Андрей Колганов - Жернова истории-2
Обзор книги Андрей Колганов - Жернова истории-2
Андрей Иванович Колганов
Книга вторая
Жернова истории
Предисловие автора
Прочитав в Сети и на бумаге немало произведений про всяких попаданцев (главным образом в прошлое) и вселенцев (да в кого угодно), я пришел к убеждению, что всякий уважающий себя автор, даже если попаданец или вселенец у него не сотворением альтернативной истории занимается, а развлекается с эльфами, орками и гномами, обязательно напишет предисловие. И не просто предисловие, а такое, в котором подробно (или кратко) разъяснит, что в его произведении будет (или не будет). Не желая нарушать традицию, представляю на ваш суд свое предисловие. Итак:
В этом романе главный герой не будет набиваться в советники ни Иосифу Виссарионовичу Сталину, ни Лаврентию Павловичу Берии, и даже не окажется таким советником помимо своей воли и желания. Главный герой не будет расправляться с Хрущевым, изобретать промежуточный патрон, вводить хроноаборигенам (это не ругательство, это просто люди, которые издавна живут в том времени, куда попал главный герой) в культурный оборот песни Высоцкого. Он не будет так же советовать поставить на Т-34 командирскую башенку, а двигатель расположить поперек. Усилиями главного героя не будет сказочными темпами перестроена промышленность СССР, чтобы она стала способна уже в самом начале второй мировой войны производить противотанковые гранатометы, атомные бомбы, шариковые ручки, реактивные самолеты, памперсы и танки Т-54 (нужное подчеркнуть… или ненужное вычеркнуть). Главный герой не окажется крутым спецназовцем (снайпером, диверсантом…), и не будет сокрушать врагов, пользуясь соответствующими навыками, а так же не будет обучать тамошний осназ ставить растяжки. А! Вот еще забыл! Главному герою не светит специальное звание в системе НКВД. Ну, вроде все. Можно начинать…
Книга вторая
Глава 1. Я становлюсь позвоночным
Когда читаешь про безработицу, или видишь очередь на биржу труда, или даже смотришь в растерянные глаза сотрудников, попавших под сокращение — это одно. Когда сам не можешь найти работу, простаиваешь многочасовые очереди, чтобы отметиться на бирже труда и получить крохи пособия по безработице, когда начинаешь считать копейки и экономить на всем — это совсем другое.

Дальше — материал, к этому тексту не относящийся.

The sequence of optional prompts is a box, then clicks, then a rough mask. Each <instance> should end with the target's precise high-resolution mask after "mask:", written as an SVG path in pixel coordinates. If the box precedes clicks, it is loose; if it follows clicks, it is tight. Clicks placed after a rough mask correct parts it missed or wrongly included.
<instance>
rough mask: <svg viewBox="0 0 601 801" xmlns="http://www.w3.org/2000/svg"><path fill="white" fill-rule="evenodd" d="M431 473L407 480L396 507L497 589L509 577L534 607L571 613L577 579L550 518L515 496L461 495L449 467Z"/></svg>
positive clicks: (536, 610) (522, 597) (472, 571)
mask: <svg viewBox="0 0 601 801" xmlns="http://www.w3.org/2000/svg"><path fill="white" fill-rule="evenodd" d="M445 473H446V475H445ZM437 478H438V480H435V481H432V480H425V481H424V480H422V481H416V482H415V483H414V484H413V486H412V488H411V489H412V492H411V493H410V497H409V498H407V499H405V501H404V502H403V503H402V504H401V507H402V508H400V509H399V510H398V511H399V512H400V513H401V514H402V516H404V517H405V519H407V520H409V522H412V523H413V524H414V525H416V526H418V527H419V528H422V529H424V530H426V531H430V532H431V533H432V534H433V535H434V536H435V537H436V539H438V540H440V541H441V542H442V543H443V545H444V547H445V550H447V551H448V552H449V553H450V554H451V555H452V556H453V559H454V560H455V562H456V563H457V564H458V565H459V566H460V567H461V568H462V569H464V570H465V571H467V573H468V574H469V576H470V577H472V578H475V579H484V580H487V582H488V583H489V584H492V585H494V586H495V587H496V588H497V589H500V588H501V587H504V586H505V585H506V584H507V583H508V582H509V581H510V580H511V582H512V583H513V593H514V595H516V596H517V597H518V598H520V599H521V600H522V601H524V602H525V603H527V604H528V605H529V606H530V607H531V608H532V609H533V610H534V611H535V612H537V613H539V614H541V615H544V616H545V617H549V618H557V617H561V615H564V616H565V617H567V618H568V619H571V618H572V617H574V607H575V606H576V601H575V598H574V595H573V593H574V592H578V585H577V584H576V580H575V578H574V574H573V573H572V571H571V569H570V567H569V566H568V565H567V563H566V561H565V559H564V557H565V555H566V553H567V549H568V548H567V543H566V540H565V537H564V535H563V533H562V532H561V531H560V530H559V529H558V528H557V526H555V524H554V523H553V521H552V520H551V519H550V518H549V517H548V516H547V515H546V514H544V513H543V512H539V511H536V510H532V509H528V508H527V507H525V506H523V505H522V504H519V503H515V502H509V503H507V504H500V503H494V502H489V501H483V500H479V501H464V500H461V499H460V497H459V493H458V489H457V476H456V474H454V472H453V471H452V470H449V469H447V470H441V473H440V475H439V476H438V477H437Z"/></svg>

Впрочем, совсем отчаянным мое положение назвать было нельзя. Отец Лиды, как и обещал, все-таки подкинул одну работенку с переводом. Какой-никакой, а заработок. Да и Рязанов помог. Несколько лекций, прочитанных по его протекции, не так уж давно помогли мне заработать на покупку пистолетов в Берлине. И теперь он не оставил меня в беде. Хвалил даже, за мое изложение студентам основ метода К.Маркса в «Капитале».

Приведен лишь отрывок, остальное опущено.